1. Shutter blinds people who arrived to fix new stack doors installed last week, but the part that they needed would be ready only this afternoon. Thanks for calling.

2. My builder who arrived, as promised, to fix some things which he didn't properly the first time, then told me he can't do it *today* because he's going to Kokstad on* Friday. *Say what?

3. An artist (wall murals) who arrived, as promised, to brighten up my boundary walls. He wanted to paint a sea landscape. Why? I can see the sea from my house! 

4. A friend who arrived to tell me that someone who was trying to make trouble for me here has fled to Gordon's Bay and is being sought by the police (nothing to do with me - she stole things). Gordon's Bay isn't big, so how much searching are the police doing?


5. A Whatsapp msg - see pic

Reactions: Like 5 | Winner 1


----------



## Resistance (17/2/18)

I do believe that valentines day should be valentines year a little love each day not just a whole lot on one day and very little the rest of the year,but for those who appreciates that gift on that day I hope it made your day special

Reactions: Like 1


----------



## Steyn777 (17/2/18)

A haircut

Reactions: Like 2 | Funny 3


----------



## Stillwaters (18/2/18)

I revived the best Valentine's gift ever. I moved at the end of October last year. During the move I kept 2 mods out to sustain me through this time, using my bb most of the time but with my favorite rig available as well. 

By the end of the move I couldn't find my favorite but didn't worry as I thought it had been packed in without me remembering. 

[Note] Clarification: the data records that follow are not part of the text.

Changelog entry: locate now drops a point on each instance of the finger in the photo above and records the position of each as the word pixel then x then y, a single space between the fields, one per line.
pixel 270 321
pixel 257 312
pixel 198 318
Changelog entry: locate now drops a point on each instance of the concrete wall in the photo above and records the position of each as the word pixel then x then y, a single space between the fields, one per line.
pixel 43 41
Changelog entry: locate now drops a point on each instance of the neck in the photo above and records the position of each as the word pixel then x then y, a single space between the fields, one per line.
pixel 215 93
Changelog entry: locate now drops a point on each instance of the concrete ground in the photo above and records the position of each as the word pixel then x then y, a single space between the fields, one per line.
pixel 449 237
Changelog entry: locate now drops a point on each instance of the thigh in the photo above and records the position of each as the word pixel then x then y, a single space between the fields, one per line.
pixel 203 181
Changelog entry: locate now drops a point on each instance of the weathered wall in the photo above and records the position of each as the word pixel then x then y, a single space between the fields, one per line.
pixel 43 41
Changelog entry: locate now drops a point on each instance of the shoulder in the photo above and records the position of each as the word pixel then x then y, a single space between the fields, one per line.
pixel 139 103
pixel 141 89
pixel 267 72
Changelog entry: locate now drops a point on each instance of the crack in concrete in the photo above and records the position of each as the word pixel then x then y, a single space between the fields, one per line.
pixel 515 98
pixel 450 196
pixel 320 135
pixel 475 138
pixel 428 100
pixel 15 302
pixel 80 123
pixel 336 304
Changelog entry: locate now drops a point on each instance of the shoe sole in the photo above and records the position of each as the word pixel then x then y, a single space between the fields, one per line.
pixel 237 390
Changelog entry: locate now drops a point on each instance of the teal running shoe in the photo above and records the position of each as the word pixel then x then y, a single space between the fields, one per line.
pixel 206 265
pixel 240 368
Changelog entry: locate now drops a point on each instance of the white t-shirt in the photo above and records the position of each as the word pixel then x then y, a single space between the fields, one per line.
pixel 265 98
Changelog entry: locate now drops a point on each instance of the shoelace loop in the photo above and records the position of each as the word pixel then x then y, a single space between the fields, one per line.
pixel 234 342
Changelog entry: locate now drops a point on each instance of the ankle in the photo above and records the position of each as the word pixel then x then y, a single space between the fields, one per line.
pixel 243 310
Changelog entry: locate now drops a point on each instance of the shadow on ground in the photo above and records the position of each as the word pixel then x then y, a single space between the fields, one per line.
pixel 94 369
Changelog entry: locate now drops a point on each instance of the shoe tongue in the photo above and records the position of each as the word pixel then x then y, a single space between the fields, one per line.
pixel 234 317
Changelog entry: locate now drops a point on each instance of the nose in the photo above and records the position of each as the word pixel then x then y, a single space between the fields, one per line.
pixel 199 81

I revived a phone call from the caretaker the following day to all if I'd given my vape to one of the movers as a thank you. This mover had returned the following day and was caught by the caretaker collecting my rig from my postbox. 

I told the caretaker that there was no ways I would have done this. He said he would try get it back for me as he knew where the mover lived. 

On Valentine's day I went to collect my Thereon 75 bf, Hadaly and Hands tip. Best present ever

Sent from my SM-G920F using Tapatalk

Reactions: Like 3 | Winner 3


----------



## zadiac (18/2/18)

Nothing.

Reactions: Can relate 1


----------



## Resistance (18/2/18)

zadiac said:


> Nothing.


By choice or by design

Resistance is futile

Reactions: Funny 1


----------



## Spyro (24/2/18)

Laid

Reactions: Funny 1


----------